I foresee the day where you walk into a neighbourhood medical clinic and stand in a booth where you are subjected to a full body scan involving multiple sensors. Within seconds a computerized diagnosis would be provided that will be much more accurate than human doctors could possibly come up with.

The widespread deployment of these advanced technologies will require energy – a lot of energy. I have written about many energy storage technologies on this blog and I am absolutely certain that one or more will become economical within the 30-50 year time frame. At that point it will be possible to generate all the energy we need and more from wind, solar, hydro, hydro-kinetics and geothermal sources at very low costs. Abundant energy will also mean abundant water because desalination of seawater will become viable.

In a world where robots and artificial intelligence have come to dominate large parts of the economy how does a social structure based upon humans earning a living by “working” continue to function?
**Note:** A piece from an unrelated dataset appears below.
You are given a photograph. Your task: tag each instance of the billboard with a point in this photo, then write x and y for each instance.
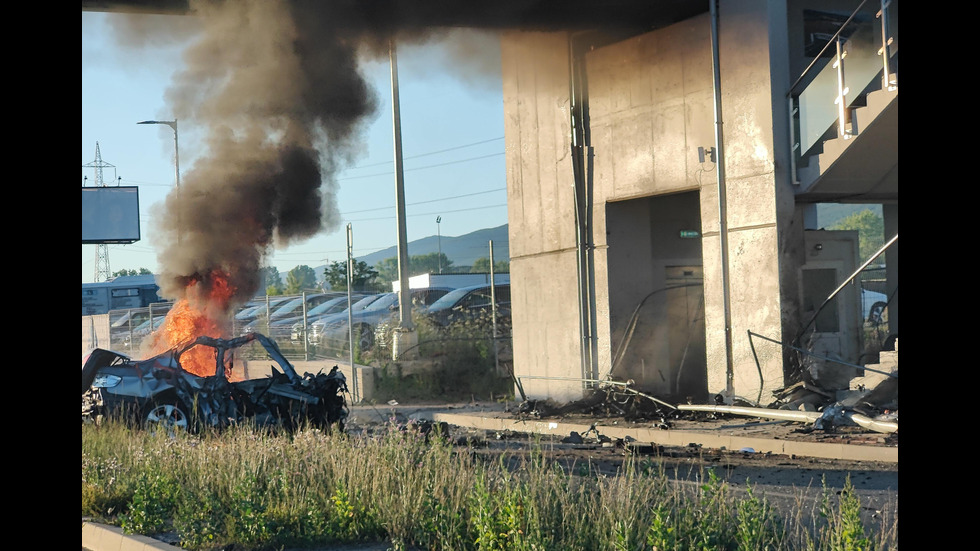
(110, 215)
The short answer is “it doesn’t”.

Over the next 30 years structural unemployment will creep continually upward. Unemployment rates of 20%, 30% or more will become the norm. It will make no difference how well educated, motivated, skilled, or industrious young people are. They will not be able to compete with either automation or older, more experienced workers. The inevitable result will be social unrest at a scale not seen since the 1930’s. The “Occupy Movement” was only a dress rehearsal.
I don’t think this is a disaster in the making. Society will evolve in order to adjust to the new reality. But evolve it must and the sooner we accept that and start heading in the right direction the better. Allowing the wage disparity to continue to grow is exactly the wrong direction.
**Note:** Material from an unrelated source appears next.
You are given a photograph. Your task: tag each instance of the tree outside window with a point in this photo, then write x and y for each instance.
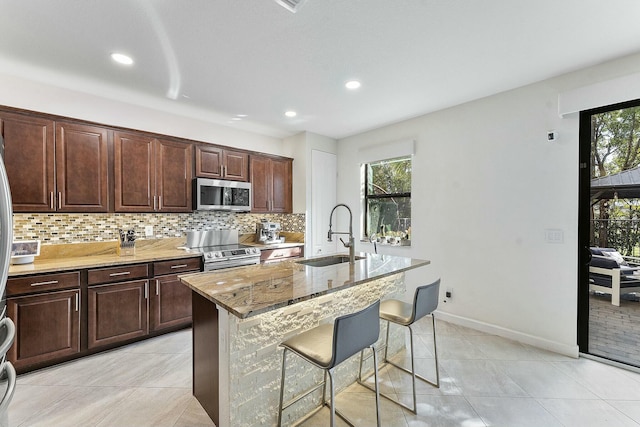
(387, 200)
As the work available for humans decreases there must be a corresponding reduction in the amount of time that each individual is expected to work. A shorter work week, a higher minimum wage, and better benefits for part-time workers are not luxuries that we as a society cannot afford. These are evolutionary changes that must take place in order to maintain social order.
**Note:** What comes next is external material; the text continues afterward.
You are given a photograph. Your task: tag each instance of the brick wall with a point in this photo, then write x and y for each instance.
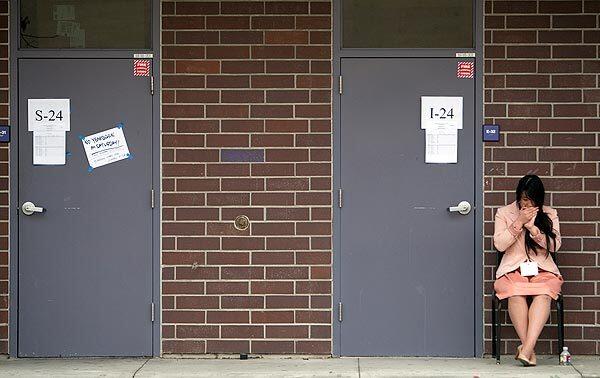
(246, 130)
(4, 67)
(541, 86)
Personally I feel that shared ownership provides one opportunity to address both the executive compensation issue and the more equal distribution of wealth. Democratically controlled organizations, be they credit unions, co-ops, or not-for-profit organizations such as auto clubs providing insurance and even car-sharing services would never put up with outlandish executive compensation packages. And the one member, one vote structure of these organizations allows individuals to share equally in the responsibilities and the economic benefits that are the reason these organizations exist.

I’m sure that some people will consider this vision of the future to be radical and alarmist. It certainly will be different. I just don’t see any other way that things can turn out over the long run. And organizations as credible as the World Economic Forum and Oxfam seem to agree.


19-Oct-15: Update – Apparently $10+ million severance is “standard in almost every public company in every industry”

The proposed purchase of Hawaiian Electric Industries (the electrical utility for most of the Hawaiian islands) by NextEra will trigger a payment of $11.6 Million to Connie Lau, the CEO of HEI.

Maybe I’m crazy but it would seem to me that a “golden parachute” of that magnitude would be a very compelling incentive to do the deal whether or not it is in the best interest of Hawaiian utility customers. When this payment was questioned at a Public Utility Commission hearing Ms. Lau made the comment that this type of severance was “standard in almost every public company in every industry”.

I believe that many, many decisions impacting our economy are now made purely for the personal gain of executives. The poster child for that contention is Joseph Cassano who many analysts have identified as the architect of the speculative derivative trading that resulted in the financial crisis of 2008. During his 21 years with AIG he received compensation of $315 million and even after the dire consequences of his actions became apparent and he was forced to retire he continued to receive a consulting fee of $1 million per month.